Screens

It's Sunday and I've taken a short lunch break from researching and working on a couple of essays. I made my usual lunch meal - mixed herb salad, with slices of avocado, tomato, and bites of Morning Star's buffalo style chik patty. Sometimes it is accompanied with grapefruit from my favorite, San Jacinto Farms, and other times when there's nothing else in the fridge it stands solo. Today I took my break, fixed up my heaping salad and sat down at the couch to enjoy a few moments of not studying. A few minutes passed (probably only seconds but when you're brain is unwinding it feels like forever) and I found myself scrolling through my Instagram feed, moving to open the Facebook app and realized that this was not restful nor relaxing, instead I noticed that my eyes were feeling tired and dry and that I felt more exhausted and overwhelmed. So I put my phone down and sat in the silence and crunching of my salad. It didn't take long and I was on my phone again looking for flights that I was needing to check on, but my eyes reminded me that they were tired.

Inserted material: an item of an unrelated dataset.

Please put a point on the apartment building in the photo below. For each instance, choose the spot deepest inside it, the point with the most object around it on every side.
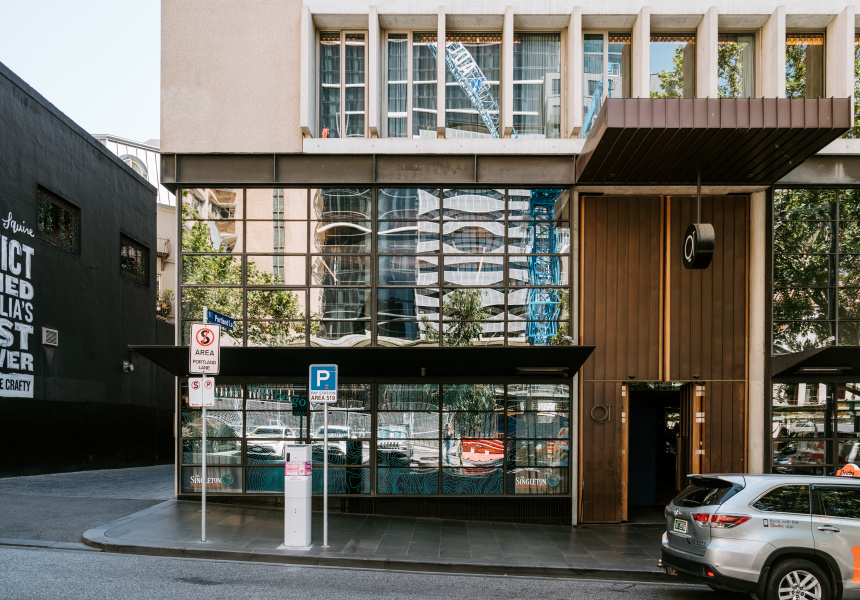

So I run to my blog to write about my attachment to screens. How my eyes are always blood shot from looking at screens for research, for homework, for class, for lesson planning, for cooking, for communicating, for being informed, and for relaxing. Then I come to this place through a screen, the only place that feels safe somedays, to open up and be understood. It's become an unhealthy disorder that has gotten way out-of-hand. We weren't created to rely so heavily on these bright pixels that translate our feelings for us. 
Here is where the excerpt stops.